Бертрам пожал плечами.
— Что ж, я как все, — ответил он немного погодя. — Изредка охота где-нибудь неподалеку или прогулка на яхтах, иногда балы на свежем воздухе в поместье у Шверинов, у Вайсендорфов или у толстяка Пёльнитца. Всегда один и тот же цветник дам, да вечно обиженные господа в коричневом, и эти до ужаса молодцеватые и проницательные фюреры СС. Никогда даже толком не знаешь, о чем они рассуждают — о старом дворянстве или о замаскированных большевиках; и не поймешь — явились они прямиком из концентрационного лагеря или только завтра попадут в него. Они сразу же вовлекают вас в политические разговоры, то ли чтобы о ком-то что-то выведать, то ли чтобы кого-то скомпрометировать. Не очень-то это приятно.
Черт меня дернул за язык, подумал он, еще продолжая говорить, так как национал-социалистские убеждения обер-лейтенанта были общеизвестны.

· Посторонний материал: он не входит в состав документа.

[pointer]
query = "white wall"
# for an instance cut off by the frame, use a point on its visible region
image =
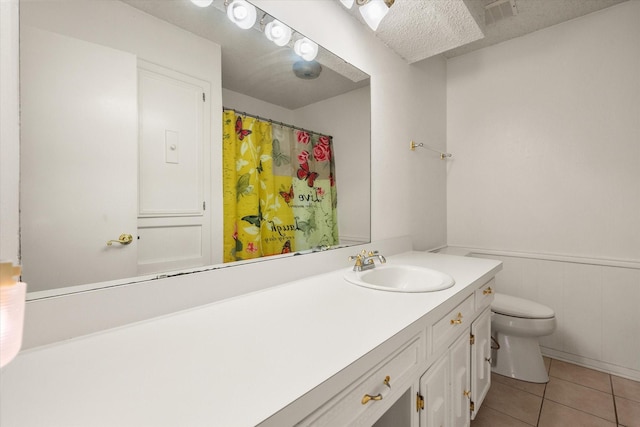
(9, 131)
(240, 102)
(395, 114)
(545, 130)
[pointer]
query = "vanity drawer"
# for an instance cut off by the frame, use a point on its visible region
(484, 295)
(453, 323)
(351, 407)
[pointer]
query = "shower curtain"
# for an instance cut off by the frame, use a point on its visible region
(279, 192)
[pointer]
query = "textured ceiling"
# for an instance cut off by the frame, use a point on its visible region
(419, 29)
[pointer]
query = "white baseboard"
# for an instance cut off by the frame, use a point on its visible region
(597, 365)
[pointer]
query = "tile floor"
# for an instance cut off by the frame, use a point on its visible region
(574, 396)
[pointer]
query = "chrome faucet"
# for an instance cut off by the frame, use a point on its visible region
(365, 260)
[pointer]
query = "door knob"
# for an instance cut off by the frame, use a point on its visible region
(124, 239)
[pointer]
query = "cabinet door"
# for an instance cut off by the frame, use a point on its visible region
(434, 388)
(460, 363)
(480, 359)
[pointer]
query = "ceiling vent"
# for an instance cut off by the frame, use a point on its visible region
(499, 10)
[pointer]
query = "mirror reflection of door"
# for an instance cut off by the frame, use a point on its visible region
(174, 220)
(79, 171)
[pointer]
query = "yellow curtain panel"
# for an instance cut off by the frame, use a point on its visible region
(279, 192)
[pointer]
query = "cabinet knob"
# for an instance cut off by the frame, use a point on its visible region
(457, 320)
(124, 239)
(367, 397)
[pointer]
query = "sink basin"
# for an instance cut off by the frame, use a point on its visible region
(401, 278)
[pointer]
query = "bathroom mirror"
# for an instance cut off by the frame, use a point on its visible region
(84, 66)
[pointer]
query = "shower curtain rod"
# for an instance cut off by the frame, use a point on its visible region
(275, 121)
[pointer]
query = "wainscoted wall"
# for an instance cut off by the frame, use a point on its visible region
(595, 301)
(546, 177)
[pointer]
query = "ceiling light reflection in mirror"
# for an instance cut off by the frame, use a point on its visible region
(63, 248)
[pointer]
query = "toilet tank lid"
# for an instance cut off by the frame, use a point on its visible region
(519, 307)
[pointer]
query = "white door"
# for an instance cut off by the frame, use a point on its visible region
(78, 160)
(480, 359)
(174, 149)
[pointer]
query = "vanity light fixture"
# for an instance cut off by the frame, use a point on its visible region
(372, 11)
(242, 13)
(202, 3)
(306, 49)
(277, 32)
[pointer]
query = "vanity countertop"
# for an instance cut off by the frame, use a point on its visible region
(232, 363)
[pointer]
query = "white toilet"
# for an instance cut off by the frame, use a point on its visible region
(516, 324)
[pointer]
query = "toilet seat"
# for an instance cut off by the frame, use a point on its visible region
(518, 307)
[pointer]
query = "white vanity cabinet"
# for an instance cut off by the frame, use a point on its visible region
(453, 388)
(318, 352)
(480, 360)
(438, 378)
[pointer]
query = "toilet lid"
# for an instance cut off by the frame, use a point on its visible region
(518, 307)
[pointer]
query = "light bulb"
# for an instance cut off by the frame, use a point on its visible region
(306, 48)
(202, 3)
(373, 12)
(242, 13)
(277, 32)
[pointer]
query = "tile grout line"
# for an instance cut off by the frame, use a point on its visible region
(615, 405)
(544, 392)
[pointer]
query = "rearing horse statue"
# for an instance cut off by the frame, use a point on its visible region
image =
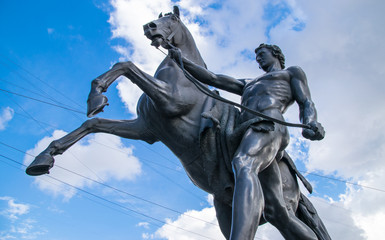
(199, 130)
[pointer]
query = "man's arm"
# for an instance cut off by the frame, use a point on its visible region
(307, 111)
(203, 75)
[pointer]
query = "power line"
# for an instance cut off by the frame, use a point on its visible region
(112, 202)
(109, 186)
(38, 100)
(40, 80)
(343, 181)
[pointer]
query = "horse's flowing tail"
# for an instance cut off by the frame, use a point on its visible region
(307, 214)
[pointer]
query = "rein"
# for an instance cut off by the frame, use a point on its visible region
(201, 87)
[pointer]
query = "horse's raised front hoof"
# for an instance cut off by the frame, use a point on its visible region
(41, 165)
(95, 104)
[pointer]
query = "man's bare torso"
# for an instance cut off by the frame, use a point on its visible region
(270, 94)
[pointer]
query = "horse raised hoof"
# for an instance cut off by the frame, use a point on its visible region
(95, 104)
(41, 165)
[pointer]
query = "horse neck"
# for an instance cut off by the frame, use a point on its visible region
(186, 43)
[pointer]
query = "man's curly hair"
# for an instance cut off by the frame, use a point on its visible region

И действительно, нос Хартенека прямо-таки заострился от злости, но он выслушал Бертрама и спросил:
— Ну, а как насчет девочек? Малютка Пёльнитц, графиня Шверин, она, правда, несколько постарше, но уж три сестрички Зибенрот… И вас все это не устраивает?

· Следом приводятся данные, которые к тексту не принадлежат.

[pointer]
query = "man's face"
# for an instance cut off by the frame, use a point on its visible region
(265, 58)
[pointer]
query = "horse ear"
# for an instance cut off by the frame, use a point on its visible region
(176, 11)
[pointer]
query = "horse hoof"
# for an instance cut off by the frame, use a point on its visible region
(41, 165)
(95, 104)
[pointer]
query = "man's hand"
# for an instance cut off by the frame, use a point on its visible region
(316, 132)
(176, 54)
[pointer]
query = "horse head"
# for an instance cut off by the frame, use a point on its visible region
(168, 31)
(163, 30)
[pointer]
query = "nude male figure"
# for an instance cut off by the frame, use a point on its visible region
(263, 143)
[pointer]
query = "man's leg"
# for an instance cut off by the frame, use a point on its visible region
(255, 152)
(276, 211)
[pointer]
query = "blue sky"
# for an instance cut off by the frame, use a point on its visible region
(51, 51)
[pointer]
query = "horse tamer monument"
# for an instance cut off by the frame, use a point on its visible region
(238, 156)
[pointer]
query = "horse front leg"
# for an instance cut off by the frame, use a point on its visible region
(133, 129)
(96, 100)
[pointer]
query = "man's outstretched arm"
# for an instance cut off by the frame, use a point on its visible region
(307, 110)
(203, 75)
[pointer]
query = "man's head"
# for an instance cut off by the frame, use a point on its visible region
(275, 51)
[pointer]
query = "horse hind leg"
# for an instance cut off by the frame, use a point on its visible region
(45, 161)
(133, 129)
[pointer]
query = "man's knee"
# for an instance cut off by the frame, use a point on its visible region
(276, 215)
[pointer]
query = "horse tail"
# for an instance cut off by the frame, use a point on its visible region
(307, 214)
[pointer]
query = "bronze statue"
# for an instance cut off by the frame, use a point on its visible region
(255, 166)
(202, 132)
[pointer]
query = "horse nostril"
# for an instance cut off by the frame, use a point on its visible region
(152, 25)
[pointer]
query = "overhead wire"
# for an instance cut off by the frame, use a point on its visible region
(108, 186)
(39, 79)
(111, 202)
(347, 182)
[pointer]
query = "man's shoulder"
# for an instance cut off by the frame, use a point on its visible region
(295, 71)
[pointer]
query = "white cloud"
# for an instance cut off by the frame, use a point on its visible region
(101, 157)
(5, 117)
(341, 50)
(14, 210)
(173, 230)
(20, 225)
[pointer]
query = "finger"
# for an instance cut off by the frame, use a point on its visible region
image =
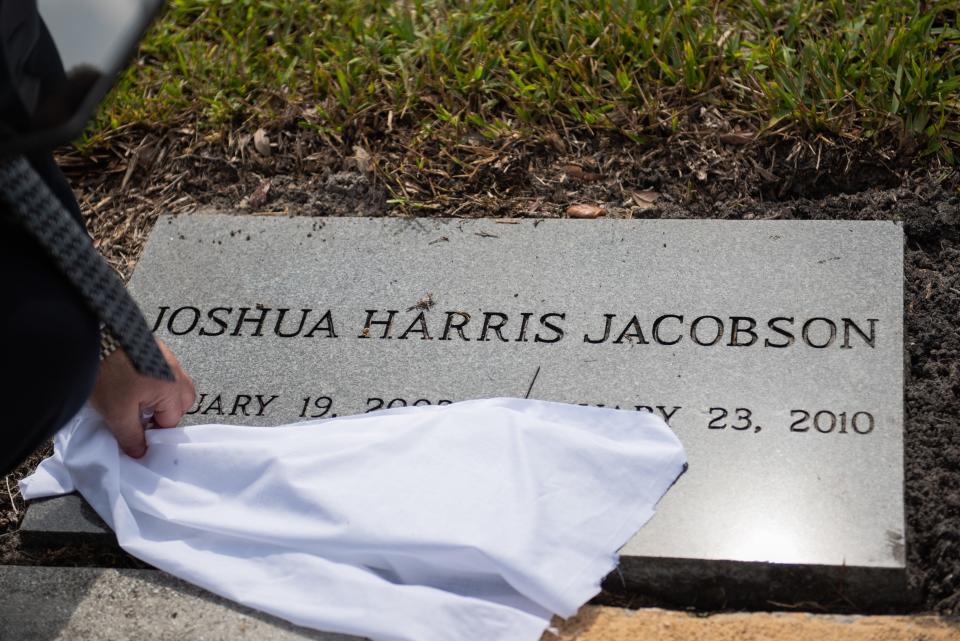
(129, 432)
(188, 392)
(168, 411)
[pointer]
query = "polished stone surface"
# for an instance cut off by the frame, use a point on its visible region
(97, 604)
(791, 414)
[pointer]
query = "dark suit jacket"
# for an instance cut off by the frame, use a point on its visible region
(29, 64)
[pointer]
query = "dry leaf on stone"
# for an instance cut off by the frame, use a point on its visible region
(554, 140)
(585, 211)
(576, 172)
(261, 142)
(362, 159)
(645, 199)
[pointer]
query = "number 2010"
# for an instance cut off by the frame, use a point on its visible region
(825, 422)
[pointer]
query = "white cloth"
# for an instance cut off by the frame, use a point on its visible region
(476, 520)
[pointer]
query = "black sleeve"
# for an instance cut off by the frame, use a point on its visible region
(30, 65)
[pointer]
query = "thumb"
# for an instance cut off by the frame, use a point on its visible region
(168, 411)
(128, 431)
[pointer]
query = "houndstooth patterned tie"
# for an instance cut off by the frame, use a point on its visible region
(41, 214)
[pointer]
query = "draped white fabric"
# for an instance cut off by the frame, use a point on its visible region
(476, 520)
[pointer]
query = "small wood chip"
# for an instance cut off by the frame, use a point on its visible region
(259, 196)
(261, 142)
(645, 199)
(735, 138)
(585, 211)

Мгновение Бертрам помедлил, — а я-то еще думал, что́ ему от меня надо! — потом заметил:
— Малютка Пёльнитц втюрилась в Завильского.
— Что вы говорите?
Обер-лейтенант был поражен. Он продолжал вопросительно смотреть на Бертрама, которого этот взгляд нервировал. Оба молчали.
В конце концов Хартенек рассмеялся и сказал с удовлетворенным видом:
— Похоже, эта тема вас не интересует!
Лейтенант с облегчением кивнул и быстро — пожалуй, немного наставительно — заговорил о том, как он загружен по службе.

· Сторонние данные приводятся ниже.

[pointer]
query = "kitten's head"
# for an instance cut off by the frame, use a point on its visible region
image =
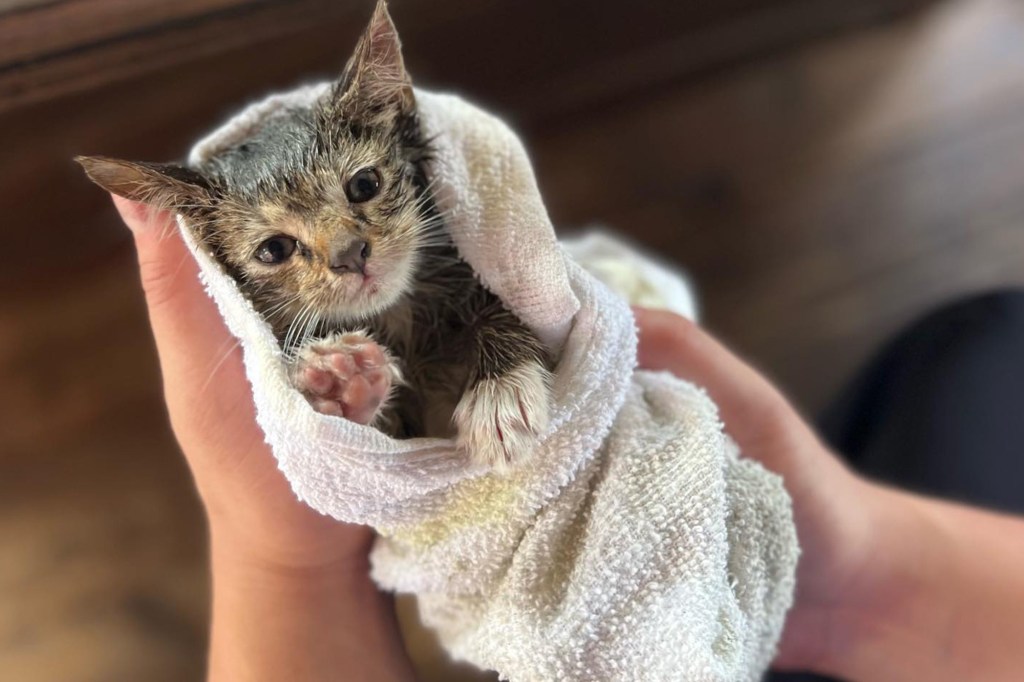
(322, 214)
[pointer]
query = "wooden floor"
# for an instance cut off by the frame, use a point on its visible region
(821, 199)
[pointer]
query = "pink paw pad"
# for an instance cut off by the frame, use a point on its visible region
(346, 375)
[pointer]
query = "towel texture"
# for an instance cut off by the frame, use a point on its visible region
(637, 545)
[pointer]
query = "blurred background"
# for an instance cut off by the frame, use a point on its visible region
(825, 170)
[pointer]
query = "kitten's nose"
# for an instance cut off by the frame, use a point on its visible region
(351, 258)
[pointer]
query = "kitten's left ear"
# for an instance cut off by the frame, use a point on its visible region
(375, 79)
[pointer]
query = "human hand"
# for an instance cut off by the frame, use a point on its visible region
(292, 594)
(853, 582)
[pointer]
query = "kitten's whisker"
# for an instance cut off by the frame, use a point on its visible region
(232, 344)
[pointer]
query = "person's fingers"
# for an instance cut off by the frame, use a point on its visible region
(198, 354)
(756, 415)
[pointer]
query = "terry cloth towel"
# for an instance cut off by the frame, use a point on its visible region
(637, 545)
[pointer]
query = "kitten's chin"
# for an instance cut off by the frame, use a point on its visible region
(368, 297)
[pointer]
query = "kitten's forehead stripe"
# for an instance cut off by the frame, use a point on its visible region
(280, 148)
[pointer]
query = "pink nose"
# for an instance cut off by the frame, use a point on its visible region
(351, 258)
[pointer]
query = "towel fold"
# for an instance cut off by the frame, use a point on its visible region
(636, 545)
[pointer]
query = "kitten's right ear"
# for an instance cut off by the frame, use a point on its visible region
(162, 185)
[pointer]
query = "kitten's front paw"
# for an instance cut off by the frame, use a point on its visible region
(499, 420)
(345, 375)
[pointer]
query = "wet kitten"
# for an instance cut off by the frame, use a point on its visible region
(325, 218)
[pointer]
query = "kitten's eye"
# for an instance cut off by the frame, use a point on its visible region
(364, 185)
(275, 250)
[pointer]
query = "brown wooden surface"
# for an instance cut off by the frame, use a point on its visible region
(821, 198)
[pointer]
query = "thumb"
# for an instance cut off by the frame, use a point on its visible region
(190, 336)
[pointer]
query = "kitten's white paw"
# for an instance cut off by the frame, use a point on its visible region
(499, 420)
(346, 375)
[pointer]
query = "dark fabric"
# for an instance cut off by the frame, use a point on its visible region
(940, 410)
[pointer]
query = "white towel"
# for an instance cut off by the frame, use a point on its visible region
(636, 545)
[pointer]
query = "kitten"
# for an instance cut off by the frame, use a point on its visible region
(326, 220)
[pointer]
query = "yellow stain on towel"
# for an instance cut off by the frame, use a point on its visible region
(477, 502)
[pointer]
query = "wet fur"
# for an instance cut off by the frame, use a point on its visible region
(450, 335)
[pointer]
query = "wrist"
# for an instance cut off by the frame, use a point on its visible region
(894, 623)
(276, 620)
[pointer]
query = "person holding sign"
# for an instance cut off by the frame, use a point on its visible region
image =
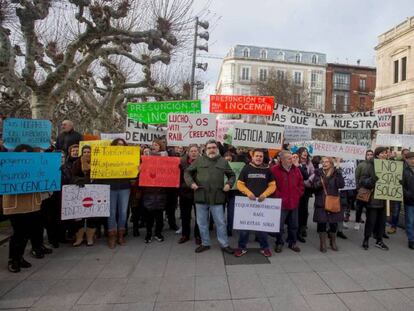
(206, 177)
(257, 183)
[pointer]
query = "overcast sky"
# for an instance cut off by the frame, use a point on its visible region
(345, 30)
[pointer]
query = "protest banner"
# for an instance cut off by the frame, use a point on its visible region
(257, 216)
(85, 202)
(348, 172)
(109, 162)
(93, 144)
(186, 129)
(35, 133)
(257, 136)
(158, 171)
(223, 127)
(389, 175)
(140, 133)
(112, 136)
(236, 167)
(296, 133)
(237, 104)
(395, 140)
(283, 115)
(28, 172)
(361, 138)
(157, 112)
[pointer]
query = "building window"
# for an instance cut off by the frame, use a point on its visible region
(396, 73)
(245, 76)
(403, 68)
(263, 75)
(297, 77)
(362, 85)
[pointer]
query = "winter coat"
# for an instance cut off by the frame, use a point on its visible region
(208, 174)
(332, 184)
(289, 186)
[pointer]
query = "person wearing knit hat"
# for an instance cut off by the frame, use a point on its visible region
(375, 223)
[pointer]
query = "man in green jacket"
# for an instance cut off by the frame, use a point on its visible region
(206, 177)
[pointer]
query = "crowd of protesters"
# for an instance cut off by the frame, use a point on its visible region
(208, 187)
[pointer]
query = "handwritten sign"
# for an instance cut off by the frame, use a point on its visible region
(257, 216)
(389, 175)
(35, 133)
(186, 129)
(140, 133)
(88, 201)
(28, 172)
(236, 104)
(157, 112)
(257, 136)
(108, 162)
(160, 172)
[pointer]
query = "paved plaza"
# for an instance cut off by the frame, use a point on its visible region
(171, 277)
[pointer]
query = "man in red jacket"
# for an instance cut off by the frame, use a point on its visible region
(289, 188)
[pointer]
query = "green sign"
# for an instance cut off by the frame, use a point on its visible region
(157, 112)
(389, 175)
(236, 167)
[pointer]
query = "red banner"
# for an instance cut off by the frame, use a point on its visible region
(234, 104)
(160, 172)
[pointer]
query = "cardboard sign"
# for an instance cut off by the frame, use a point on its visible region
(186, 129)
(236, 104)
(296, 133)
(388, 185)
(257, 216)
(109, 162)
(257, 136)
(88, 201)
(28, 172)
(157, 112)
(35, 133)
(223, 127)
(93, 144)
(283, 115)
(140, 133)
(348, 172)
(113, 136)
(160, 172)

— Я едва успеваю читать, — пожаловался он, кивком головы указывая на лежавшие на столе книги. На секунду ему показалось, что такой жест в присутствии старшего по чину нечто неподобающее, но он слишком устал.
— Вы так серьезно настроены, лейтенант! — воскликнул Хартенек одобрительно и постучал указательным пальцем по книге, которую поднял с кровати Бертрама. — Мечтаете о широких лампасах и о месте в штабе?
Бертрам покраснел.
Обер-лейтенант, словно на уроке, поднял указательный палец:
— Да, это огромная разница, быть подмастерьем или мастером, ремесленником или художником!
Бертрам уронил голову на подушку.
— Военное искусство… — начал Хартенек и вытащил сигару. — Вам не помешает, если я закурю? Так вот, военное искусство, это выражение пошло от Клаузевица. Способности должны соединяться со знаниями. Научиться этому нелегко, если вообще возможно. Ведь тут нужно одновременно создавать и постигать. Какую гору эмпирического материала надо одолеть, прежде чем подниматься дальше, на острые скалы теории, и еще дальше, к самой вершине — полководческому искусству!